Cumulative UVB exposure also contributes significantly to photoaging, characterized by wrinkles and a loss of skin elasticity. The radiation breaks down the structural proteins in the dermis, specifically collagen and elastin fibers. This degradation compromises the skin’s supportive scaffolding, leading to the formation of fine lines and a leathery texture over time.
Clinical Phototherapy Uses
In a controlled medical setting, UVB light is intentionally utilized as a therapeutic tool, a practice known as phototherapy. This clinical application focuses on treating various chronic inflammatory skin conditions. Narrowband UVB (NB-UVB) therapy is the most common approach, using a precise wavelength band around 311 to 312 nm.
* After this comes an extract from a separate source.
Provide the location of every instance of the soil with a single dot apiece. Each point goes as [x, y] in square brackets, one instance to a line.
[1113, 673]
This narrow band is selected because it delivers the desired therapeutic effect while minimizing the wavelengths that cause sunburn and deep DNA damage. The mechanism of action involves the light suppressing overactive localized immune responses in the skin. NB-UVB effectively manages conditions like psoriasis, which is characterized by rapid skin cell growth, by modulating the activity of immune cells and slowing down the excessive proliferation of skin cells.
NB-UVB is also a treatment option for vitiligo, a condition resulting in the loss of skin pigment. In this case, the light can stimulate the remaining melanocytes—the pigment-producing cells—to encourage repigmentation in the white patches. Treatment protocols typically involve exposing the affected areas to the light source several times a week in short, controlled sessions.